I knew this was going to happen.  At some point, someone will take comments about men and think I am making some comment about women.  In this case, I got an email this morning I wanted to share with you.  It’s presented as I received it, with no editing for spelling or grammar.

Such misogynistic bullshit.  Women can be strong to you know.  Its not just for men jackass.

*Sigh*

4015776665_bc7690f453_oFirst, take a moment to decipher that if you need to.  Such a horrible abuse of the English language.

Now, let’s get to the meat of the argument.  Can women be strong?

Of course.  There are plenty of strong women out there.  I’ve even talked about one of them at one point.  I even pointed out that the example I used there was far stronger than I am.

There are two things I’m going to say about strength and women.  The first is the biological fact that men on average are stronger than women.  While there are female athletes stronger than the average man, those are outliers.  Given an equal amount of similar training and similar physical health, the man will lift more weight.  Period.

Now, there’s something else that needs to be discussed.

While the email’s author is right that women can be strong, that doesn’t matter.  I argue that for women, it’s a choice.  For men, being strong is an obligation.

Once upon a time, a self-described “empowered” woman quipped to me that she wanted a man around for two things.  One was killing spiders, but the other was opening jars.

This joke–and it was a joke, I’m sure–actually hinted at the truth.  Men are expected to be strong.  We’re the ones our single female friends get to move their sofas and refrigerators, after all.

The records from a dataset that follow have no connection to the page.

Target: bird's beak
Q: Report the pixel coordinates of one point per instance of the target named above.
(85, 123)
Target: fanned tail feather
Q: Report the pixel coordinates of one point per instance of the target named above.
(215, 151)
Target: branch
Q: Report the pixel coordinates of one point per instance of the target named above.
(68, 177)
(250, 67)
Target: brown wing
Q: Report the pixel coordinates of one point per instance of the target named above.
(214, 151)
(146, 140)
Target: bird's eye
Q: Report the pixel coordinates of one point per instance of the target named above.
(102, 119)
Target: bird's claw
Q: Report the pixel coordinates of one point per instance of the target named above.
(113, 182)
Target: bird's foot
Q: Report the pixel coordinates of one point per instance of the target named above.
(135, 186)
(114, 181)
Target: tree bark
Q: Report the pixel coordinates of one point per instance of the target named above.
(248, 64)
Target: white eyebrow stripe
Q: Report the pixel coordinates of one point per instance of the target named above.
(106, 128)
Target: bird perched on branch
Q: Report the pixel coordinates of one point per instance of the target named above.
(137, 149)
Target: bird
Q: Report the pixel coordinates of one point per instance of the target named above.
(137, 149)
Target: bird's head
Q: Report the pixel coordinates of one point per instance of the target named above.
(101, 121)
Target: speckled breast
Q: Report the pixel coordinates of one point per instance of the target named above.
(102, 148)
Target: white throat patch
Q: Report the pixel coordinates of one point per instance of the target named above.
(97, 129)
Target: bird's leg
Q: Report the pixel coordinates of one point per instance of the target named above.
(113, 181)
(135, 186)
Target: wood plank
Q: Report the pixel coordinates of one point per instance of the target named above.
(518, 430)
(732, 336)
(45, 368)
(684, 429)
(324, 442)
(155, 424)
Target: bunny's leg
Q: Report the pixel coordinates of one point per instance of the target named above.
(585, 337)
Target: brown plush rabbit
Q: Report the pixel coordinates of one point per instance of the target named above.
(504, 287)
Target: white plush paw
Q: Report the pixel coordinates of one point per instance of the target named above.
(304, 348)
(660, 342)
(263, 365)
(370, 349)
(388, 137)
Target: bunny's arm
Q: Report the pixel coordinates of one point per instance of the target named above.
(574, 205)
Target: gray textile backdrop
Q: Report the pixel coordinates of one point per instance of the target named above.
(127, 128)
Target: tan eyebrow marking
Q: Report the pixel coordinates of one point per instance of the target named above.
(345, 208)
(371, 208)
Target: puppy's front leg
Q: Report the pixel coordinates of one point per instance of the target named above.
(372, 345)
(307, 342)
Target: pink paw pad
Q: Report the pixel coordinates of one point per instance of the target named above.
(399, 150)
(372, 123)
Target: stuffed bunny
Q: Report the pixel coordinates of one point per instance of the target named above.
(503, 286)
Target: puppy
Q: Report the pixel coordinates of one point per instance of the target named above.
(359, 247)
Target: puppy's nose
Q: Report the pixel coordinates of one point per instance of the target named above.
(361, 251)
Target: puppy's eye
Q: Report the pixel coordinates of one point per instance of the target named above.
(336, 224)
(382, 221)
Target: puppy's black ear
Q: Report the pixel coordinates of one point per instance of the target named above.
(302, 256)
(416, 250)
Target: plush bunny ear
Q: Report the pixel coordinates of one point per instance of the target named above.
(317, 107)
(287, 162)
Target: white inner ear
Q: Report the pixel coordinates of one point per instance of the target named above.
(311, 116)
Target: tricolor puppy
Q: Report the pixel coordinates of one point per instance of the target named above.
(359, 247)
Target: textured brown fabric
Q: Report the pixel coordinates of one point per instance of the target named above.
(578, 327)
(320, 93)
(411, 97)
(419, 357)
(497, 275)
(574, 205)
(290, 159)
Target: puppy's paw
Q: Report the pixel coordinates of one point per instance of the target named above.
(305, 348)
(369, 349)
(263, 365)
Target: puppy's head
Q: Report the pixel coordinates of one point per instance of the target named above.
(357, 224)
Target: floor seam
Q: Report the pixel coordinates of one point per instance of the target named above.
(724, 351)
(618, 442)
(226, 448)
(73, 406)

At least, that’s how it used to be.

Males coming up now aren’t understanding this expectation.  The fact that they don’t is particularly troubling, and it’s a good chunk of why I spend so much time talking about being as strong as you can be.  It’s my hope that some of the upcoming generations will heed my call.

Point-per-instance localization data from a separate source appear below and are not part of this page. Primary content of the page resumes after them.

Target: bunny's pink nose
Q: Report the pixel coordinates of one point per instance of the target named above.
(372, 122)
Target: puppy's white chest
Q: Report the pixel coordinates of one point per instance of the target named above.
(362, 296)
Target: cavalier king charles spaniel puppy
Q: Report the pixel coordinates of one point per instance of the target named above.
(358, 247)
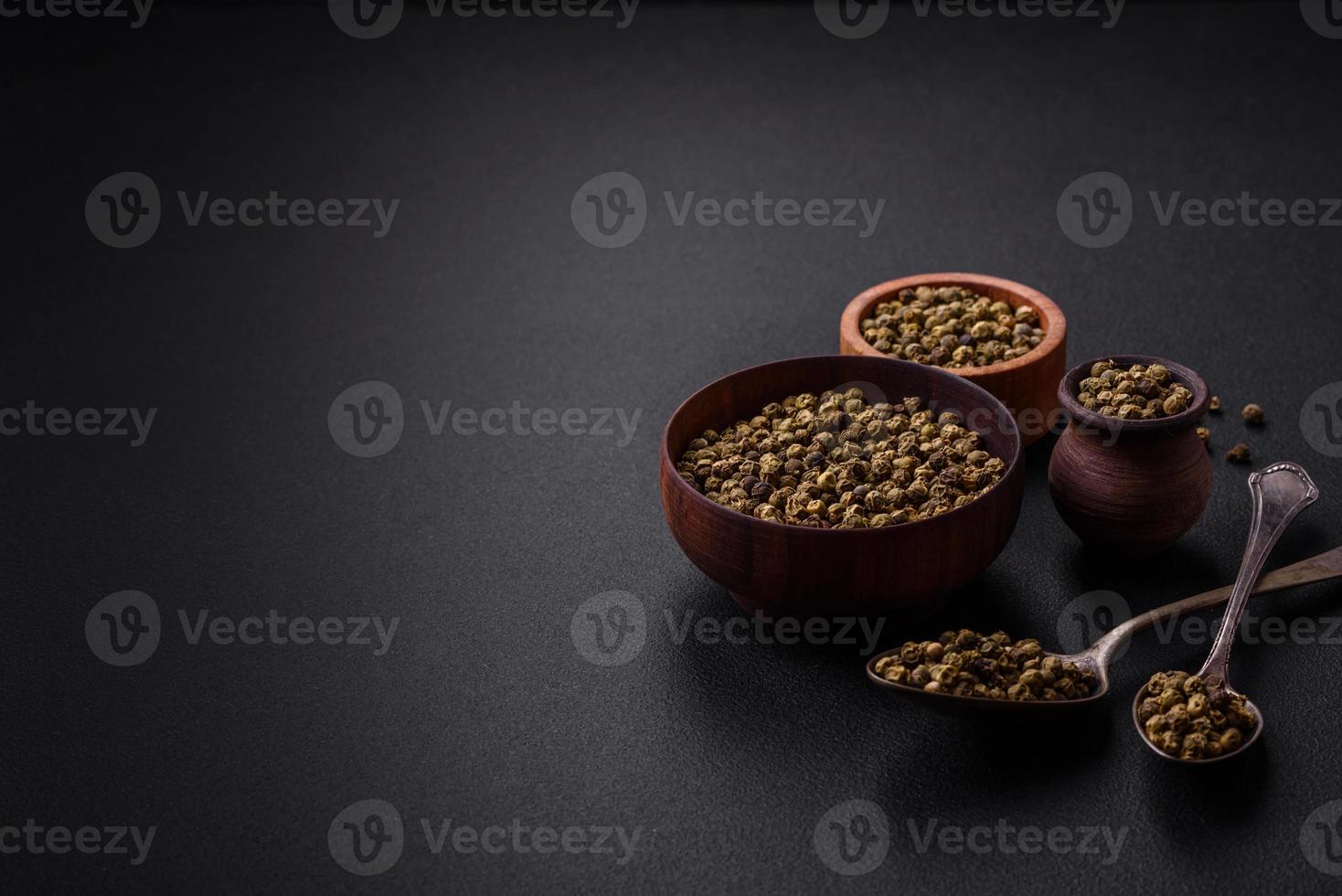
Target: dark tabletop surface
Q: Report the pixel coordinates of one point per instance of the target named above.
(722, 758)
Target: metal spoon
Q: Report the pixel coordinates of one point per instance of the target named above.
(1097, 657)
(1279, 494)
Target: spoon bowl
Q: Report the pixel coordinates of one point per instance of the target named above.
(958, 704)
(1279, 493)
(1098, 656)
(1252, 738)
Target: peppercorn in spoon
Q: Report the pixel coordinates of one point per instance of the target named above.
(1200, 718)
(945, 674)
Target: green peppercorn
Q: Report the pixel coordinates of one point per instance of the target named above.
(1135, 393)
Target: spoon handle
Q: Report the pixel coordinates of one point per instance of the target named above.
(1279, 493)
(1307, 571)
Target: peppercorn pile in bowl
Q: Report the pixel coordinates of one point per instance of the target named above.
(842, 485)
(835, 460)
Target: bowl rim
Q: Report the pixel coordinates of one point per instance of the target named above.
(1196, 410)
(849, 324)
(728, 514)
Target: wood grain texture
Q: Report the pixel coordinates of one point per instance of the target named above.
(1130, 485)
(903, 571)
(1027, 385)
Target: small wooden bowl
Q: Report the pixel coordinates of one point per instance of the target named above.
(1130, 485)
(906, 571)
(1027, 385)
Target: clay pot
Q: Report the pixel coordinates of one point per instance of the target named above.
(1130, 485)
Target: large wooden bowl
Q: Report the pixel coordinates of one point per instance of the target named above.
(1027, 385)
(906, 571)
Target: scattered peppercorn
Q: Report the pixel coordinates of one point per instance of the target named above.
(1192, 718)
(835, 462)
(952, 326)
(969, 664)
(1137, 393)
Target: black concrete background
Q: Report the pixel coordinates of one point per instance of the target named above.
(482, 294)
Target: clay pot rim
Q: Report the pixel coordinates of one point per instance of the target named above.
(1183, 420)
(1000, 415)
(1052, 319)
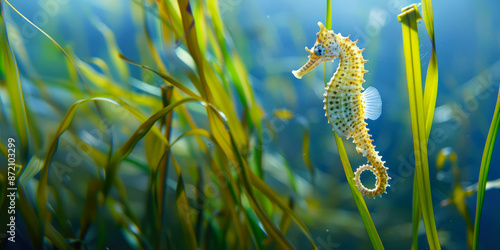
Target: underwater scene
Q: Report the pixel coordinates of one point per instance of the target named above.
(204, 124)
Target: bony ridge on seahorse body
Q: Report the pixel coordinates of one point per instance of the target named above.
(346, 107)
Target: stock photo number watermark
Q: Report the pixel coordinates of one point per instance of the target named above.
(11, 189)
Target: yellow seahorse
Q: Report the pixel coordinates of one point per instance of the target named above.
(346, 107)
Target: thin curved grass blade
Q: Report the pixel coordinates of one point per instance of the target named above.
(408, 20)
(10, 80)
(485, 167)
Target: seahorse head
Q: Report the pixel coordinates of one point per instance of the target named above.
(326, 48)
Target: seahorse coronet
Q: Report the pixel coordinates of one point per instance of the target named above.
(344, 103)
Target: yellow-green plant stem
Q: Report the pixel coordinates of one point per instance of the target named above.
(422, 194)
(485, 167)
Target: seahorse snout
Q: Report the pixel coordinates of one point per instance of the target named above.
(311, 64)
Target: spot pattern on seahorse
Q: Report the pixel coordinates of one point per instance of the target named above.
(345, 105)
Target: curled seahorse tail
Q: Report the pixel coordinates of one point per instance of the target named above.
(365, 147)
(381, 178)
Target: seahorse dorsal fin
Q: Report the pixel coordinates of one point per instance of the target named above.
(372, 104)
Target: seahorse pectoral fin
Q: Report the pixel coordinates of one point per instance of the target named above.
(311, 64)
(372, 103)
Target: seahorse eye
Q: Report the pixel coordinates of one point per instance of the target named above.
(319, 50)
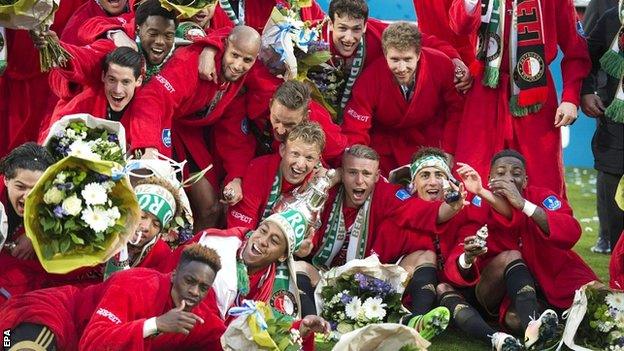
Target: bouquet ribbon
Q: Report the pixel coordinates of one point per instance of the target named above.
(251, 309)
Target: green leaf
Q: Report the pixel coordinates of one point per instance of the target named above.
(65, 245)
(47, 251)
(76, 239)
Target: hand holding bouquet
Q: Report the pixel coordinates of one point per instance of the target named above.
(290, 46)
(79, 215)
(36, 16)
(87, 137)
(256, 328)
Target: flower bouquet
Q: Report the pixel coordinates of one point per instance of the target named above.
(186, 8)
(596, 319)
(290, 46)
(256, 328)
(328, 84)
(360, 293)
(35, 15)
(88, 137)
(79, 214)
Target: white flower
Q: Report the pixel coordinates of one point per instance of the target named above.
(94, 194)
(60, 178)
(83, 150)
(615, 300)
(71, 133)
(108, 185)
(374, 308)
(353, 308)
(96, 218)
(53, 196)
(113, 215)
(72, 205)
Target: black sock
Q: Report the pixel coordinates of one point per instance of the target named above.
(521, 290)
(422, 289)
(306, 294)
(465, 316)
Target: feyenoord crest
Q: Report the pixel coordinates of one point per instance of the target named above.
(493, 51)
(285, 303)
(530, 67)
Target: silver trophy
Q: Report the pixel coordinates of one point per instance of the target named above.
(309, 199)
(482, 235)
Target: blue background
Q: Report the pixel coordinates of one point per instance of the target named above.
(577, 153)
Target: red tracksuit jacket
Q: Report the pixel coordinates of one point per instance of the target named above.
(379, 116)
(398, 224)
(487, 125)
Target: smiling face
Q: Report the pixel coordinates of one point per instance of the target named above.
(266, 245)
(237, 61)
(346, 33)
(149, 227)
(191, 282)
(402, 64)
(19, 187)
(203, 17)
(284, 119)
(428, 184)
(359, 176)
(113, 7)
(512, 169)
(119, 86)
(298, 160)
(157, 35)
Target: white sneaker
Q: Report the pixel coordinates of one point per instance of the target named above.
(505, 342)
(542, 331)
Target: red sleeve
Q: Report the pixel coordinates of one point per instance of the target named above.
(152, 109)
(576, 63)
(312, 13)
(234, 142)
(358, 114)
(452, 270)
(112, 325)
(335, 141)
(454, 104)
(308, 342)
(414, 213)
(246, 213)
(85, 68)
(565, 230)
(96, 27)
(460, 21)
(261, 85)
(433, 42)
(616, 265)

Women, however, are under no such obligation.  If a woman is physically weak, so what?  Few expect a woman to handle an upright freezer up a few steps, or to move an antique dining room set.  It’s simply not something women are generally expected to do.

If they can, then great.  A lot of men love that in a woman.  I’m one of them, to be honest.  Yet that doesn’t make it a requirement of femininity.

So, for our grammar-impaired critic, the issue isn’t that women can’t be strong.  It’s that women are free to determine whether they want to be or not.

Men?  Men need to be strong.  If they don’t want to be, then tough.  Then they’re not really interested in being men.